Миша поспешно зашептал ей на ухо; девица сосредоточенно кивала, цокая языком. В это время Соня села необычайно прямо и глубоко вздохнула.
И вдруг сделалось светло!
Нет, черный земляной свод по-прежнему простирался над головой, а неугасимые огоньки свечей остались малюсенькими язычками мертвого пламени.
Светло стало прямо перед ними, точно полная луна сошла в подземный мир и рассыпала окрест свои серебристые лучи, которые пусть ненамного, но раздвинули пределы могильного мрака.
— Здравствуй, дедушка, — ласково сказала Соня, подавшись вперед. Тогда свет обрел форму, и все увидели высокого благообразного старика, облаченного (не просто одетого, но именно облаченного) в свободную хламиду, отливавшую серебристым и голубоватым. С аккуратно зачесанными назад снежно-белыми волосами и бородой, формой напоминавшей застывшие струи седого от пены водопада, резко контрастировали лохматые брови, в которых заметны были отдельные пепельно-серые волоски. А пронзительные угольно-черные зрачки глаз словно вообще существовали отдельно от лица.
— Оч-чень приятно, — Миша поклонился старику с самым серьезным видом.
— Да, конечно... Борох Бин... Бинцху... — Юра так и не смог верно выговорить отчество и неловко умолк.
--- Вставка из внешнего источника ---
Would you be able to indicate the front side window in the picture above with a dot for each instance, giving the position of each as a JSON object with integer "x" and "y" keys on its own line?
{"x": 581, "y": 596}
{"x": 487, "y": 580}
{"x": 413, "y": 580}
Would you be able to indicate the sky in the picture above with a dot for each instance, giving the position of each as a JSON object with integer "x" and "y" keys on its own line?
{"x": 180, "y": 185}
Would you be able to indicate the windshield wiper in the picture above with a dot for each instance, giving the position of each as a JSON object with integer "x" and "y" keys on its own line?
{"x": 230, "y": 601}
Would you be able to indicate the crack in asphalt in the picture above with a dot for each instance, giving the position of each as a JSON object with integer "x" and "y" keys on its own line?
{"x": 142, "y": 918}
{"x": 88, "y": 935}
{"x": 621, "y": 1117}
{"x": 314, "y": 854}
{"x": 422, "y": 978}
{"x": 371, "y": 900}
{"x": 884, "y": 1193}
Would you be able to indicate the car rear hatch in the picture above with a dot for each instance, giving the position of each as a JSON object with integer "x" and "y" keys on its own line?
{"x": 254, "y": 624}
Старик слегка нахмурился, запустил толстые узловатые пальцы в свои сияющие белизной волосы, затем скрестил руки на груди и ответил:
— Мне также очень приятно, — и наконец с неудовольствием обратился к Соне: — Но зачем забивать несчастную голову такого молодого человека мудреными словами?
— Юра сам этого захотел, — ответила девушка. Старик погладил выпуклый лоб и сказал:
— Тогда вот что, молодой человек: зовите меня просто Борисом Петровичем или как вам еще нравится, только не пытайтесь насиловать собственный язык, пожалуйста. Борух Ставский погиб в сорок первом, и я уже все равно не он. Договорились?
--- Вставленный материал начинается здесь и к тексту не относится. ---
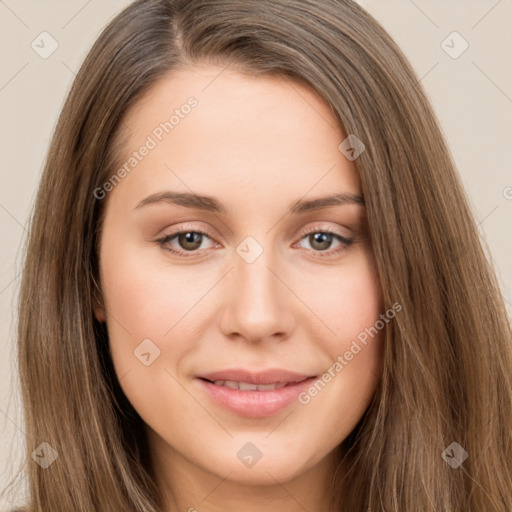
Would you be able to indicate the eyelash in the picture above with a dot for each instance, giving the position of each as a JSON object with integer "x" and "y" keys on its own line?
{"x": 345, "y": 242}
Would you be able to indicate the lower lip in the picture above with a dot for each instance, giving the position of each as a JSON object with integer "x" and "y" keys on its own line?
{"x": 255, "y": 404}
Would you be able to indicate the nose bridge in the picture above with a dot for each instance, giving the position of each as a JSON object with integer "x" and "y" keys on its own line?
{"x": 259, "y": 305}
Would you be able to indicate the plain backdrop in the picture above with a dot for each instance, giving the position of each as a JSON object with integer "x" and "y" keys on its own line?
{"x": 472, "y": 95}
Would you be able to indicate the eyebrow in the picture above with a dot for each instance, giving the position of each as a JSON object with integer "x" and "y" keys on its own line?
{"x": 210, "y": 204}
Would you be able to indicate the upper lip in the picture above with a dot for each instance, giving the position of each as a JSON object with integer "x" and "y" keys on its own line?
{"x": 272, "y": 376}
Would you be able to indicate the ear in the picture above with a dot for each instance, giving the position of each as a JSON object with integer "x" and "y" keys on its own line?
{"x": 98, "y": 303}
{"x": 99, "y": 312}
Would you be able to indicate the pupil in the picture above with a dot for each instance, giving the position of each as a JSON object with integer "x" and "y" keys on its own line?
{"x": 322, "y": 241}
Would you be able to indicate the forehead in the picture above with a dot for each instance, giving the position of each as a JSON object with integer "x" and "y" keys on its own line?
{"x": 212, "y": 128}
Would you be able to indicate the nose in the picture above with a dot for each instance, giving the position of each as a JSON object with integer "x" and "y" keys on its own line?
{"x": 259, "y": 306}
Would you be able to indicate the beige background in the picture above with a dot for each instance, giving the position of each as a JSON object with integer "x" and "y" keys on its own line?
{"x": 471, "y": 94}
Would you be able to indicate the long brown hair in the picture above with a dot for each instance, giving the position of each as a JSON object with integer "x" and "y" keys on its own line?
{"x": 447, "y": 374}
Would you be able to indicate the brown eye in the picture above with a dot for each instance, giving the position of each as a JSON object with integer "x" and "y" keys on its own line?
{"x": 190, "y": 240}
{"x": 186, "y": 243}
{"x": 320, "y": 241}
{"x": 324, "y": 243}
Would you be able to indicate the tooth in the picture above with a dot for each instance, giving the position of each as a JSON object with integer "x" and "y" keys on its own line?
{"x": 266, "y": 387}
{"x": 245, "y": 386}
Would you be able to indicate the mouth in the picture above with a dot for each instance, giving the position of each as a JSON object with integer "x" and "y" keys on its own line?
{"x": 254, "y": 395}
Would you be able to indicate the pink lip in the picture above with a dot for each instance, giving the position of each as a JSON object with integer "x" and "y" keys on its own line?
{"x": 255, "y": 404}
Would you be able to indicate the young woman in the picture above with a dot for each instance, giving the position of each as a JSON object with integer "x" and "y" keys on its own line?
{"x": 253, "y": 280}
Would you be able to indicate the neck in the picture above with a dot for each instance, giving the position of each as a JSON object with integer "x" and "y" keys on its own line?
{"x": 184, "y": 486}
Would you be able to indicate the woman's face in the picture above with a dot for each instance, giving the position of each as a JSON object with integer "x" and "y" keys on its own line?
{"x": 261, "y": 288}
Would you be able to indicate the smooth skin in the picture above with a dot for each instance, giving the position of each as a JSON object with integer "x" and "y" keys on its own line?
{"x": 257, "y": 145}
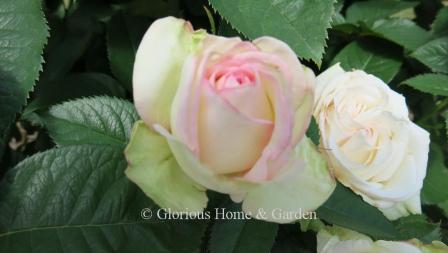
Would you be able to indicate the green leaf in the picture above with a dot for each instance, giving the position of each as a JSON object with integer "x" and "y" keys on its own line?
{"x": 345, "y": 208}
{"x": 440, "y": 25}
{"x": 313, "y": 132}
{"x": 434, "y": 54}
{"x": 152, "y": 166}
{"x": 436, "y": 84}
{"x": 124, "y": 34}
{"x": 404, "y": 32}
{"x": 416, "y": 226}
{"x": 77, "y": 199}
{"x": 154, "y": 8}
{"x": 434, "y": 187}
{"x": 23, "y": 34}
{"x": 74, "y": 86}
{"x": 98, "y": 120}
{"x": 376, "y": 9}
{"x": 287, "y": 20}
{"x": 241, "y": 235}
{"x": 374, "y": 58}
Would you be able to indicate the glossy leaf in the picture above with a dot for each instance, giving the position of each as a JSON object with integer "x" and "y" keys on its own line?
{"x": 98, "y": 120}
{"x": 434, "y": 187}
{"x": 373, "y": 59}
{"x": 23, "y": 33}
{"x": 434, "y": 54}
{"x": 440, "y": 25}
{"x": 376, "y": 9}
{"x": 77, "y": 199}
{"x": 436, "y": 84}
{"x": 345, "y": 208}
{"x": 287, "y": 20}
{"x": 74, "y": 86}
{"x": 124, "y": 33}
{"x": 404, "y": 32}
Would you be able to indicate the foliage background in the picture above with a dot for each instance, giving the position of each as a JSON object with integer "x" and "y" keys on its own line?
{"x": 62, "y": 136}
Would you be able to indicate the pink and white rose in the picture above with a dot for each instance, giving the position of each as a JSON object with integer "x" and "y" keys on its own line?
{"x": 234, "y": 114}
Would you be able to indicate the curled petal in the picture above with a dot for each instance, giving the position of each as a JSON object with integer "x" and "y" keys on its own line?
{"x": 304, "y": 185}
{"x": 200, "y": 173}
— Спасибо, Борис Петрович, — с облегчением выдохнул Юра.
— Кстати, Миша, — представился гитарист.
— А я Мыша... то есть Мышка. То есть Маша, — девица неловко и как-то заискивающе улыбнулась.
— Мария. Госпожа. Превосходно, — старик одобрительно кивнул.
— Да чего вы! Какая там госпожа. Я эта... Ну, которая... — Мышка сильно смутилась и принялась крутить большие пуговицы своего жалкого пальтишка, чтобы хоть чем-нибудь занять невольно задрожавшие пальцы. Выручил Миша. Он заиграл веселую плясовую, девица встрепенулась и пропела первую строфу частушки:
— По деревне я прошлась,
Космонахту отдалась!
Гитарист подхватил, и вдвоем они весело рявкнули:
— Ух ты! Ах ты!
Все мы космонахты!
Однако Мышка немедленно смутилась пуще прежнего, словно нецензурно выругавшаяся в присутствии родителей девчонка.
— Поверьте, Маша, имена даются нам не просто так, хотя собственно Марией вы уже перестали быть, — назидательно произнес Борух Пинхусович.
— Да ну, чего там, — девица неловко шмыгнула носом.
— И я чувствую, эта проблема волнует вас меньше всего, а вот у вас, — старик доброжелательно взглянул на Юру, — к сожалению, проблема гораздо более серьезная.
Юноша был неприятно поражен: и Миша, и Борух Пинхусович безошибочно угадали в нем возмутителя их спокойствия. Неужели весь Бабий Яр видит его бессилие и растерянность! А вдруг хуже того — видит и смеется над ним?!